Je suis donc partie en guerre contre moi-même,

dans l’espoir qu’un jour, je trouverais la paix d’esprit.

 

Malheureusement, sur le champ de bataille, j’y ai laissé bien des plumes.

J’ai vu ma confiance et mon estime personnelle partir en vrille,

pour ne plus jamais revenir.

J’ai vu mon cœur saigner, ma conscience pleurer et ma tête exploser en mille morceaux.

J’ai rencontré la colère, la haine, l’agitation, l’incompréhension, la tristesse, la peur, l’isolement et le désespoir.

 

J’ai cru être éteinte pour toujours.

 

J’ai dû me rendre jusqu’au bout de mes forces, au bout de ma souffrance,

pour comprendre que cette autre femme ne me quitterait jamais.
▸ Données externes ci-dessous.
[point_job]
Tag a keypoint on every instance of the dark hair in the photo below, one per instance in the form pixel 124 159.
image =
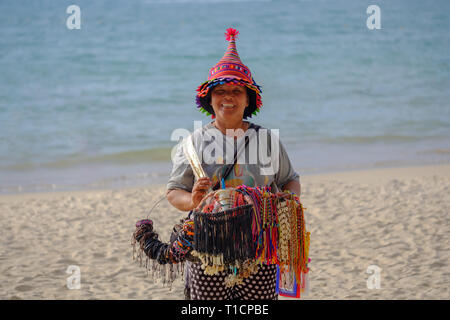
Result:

Qu’elle faisait partie de moi et qu’elle en avait assez de se terrer dans les profondeurs.

Alors, j’ai choisi de l’accepter comme alliée et de la laisser briller.

 

Je vous la présente donc.  Je suis autiste Asperger.

 

Qu’est-ce que cela veut dire?

 

Que je perçois le monde différemment.

Ma façon de voir n’est pas meilleure que la vôtre, c’est juste une autre façon de voir la vie.

 

Par contre, les répercussions sont immenses.

Les choses qualifiées de banales pour vous sont pour moi extrêmement difficiles. Et vice-versa.

 

Avoir à dire bonjour à un étranger m’effraie,

alors que je peux me concentrer des heures sur le même sujet sans jamais m’arrêter.

 

Je peux emmagasiner des tonnes d’informations dans mon cerveau,

alors que les activités sociales m’épuisent complètement.

 

Je peux résoudre des problèmes complexes,

alors que d’entretenir une simple conversation est un mystère.

 

Pour exprimer ma joie, je tape des mains et tourne sans arrêt sur moi-même comme un petit enfant,

pourtant les gens me trouvent froide et snob.

 

Je gère mal mes émotions, puisqu’elles sont d’une intensité désarmante.

Je suis sois hyper triste ou hyper heureuse. Il y a rarement d’entre-deux.

 

Mon activité cérébrale ne cesse jamais,

or je n’arrive pas à communiquer efficacement mes pensées.

Je vis ainsi un grand paradoxe: j’aurais tant de choses à partager,

tant de connaissances et de savoir à transmettre,

mais je ne trouve ni les mots ni la façon…

 

Tout va trop vite pour moi.

Le temps que mon esprit assimile toute l’information,

mon interlocuteur est déjà en train d’aborder un autre sujet.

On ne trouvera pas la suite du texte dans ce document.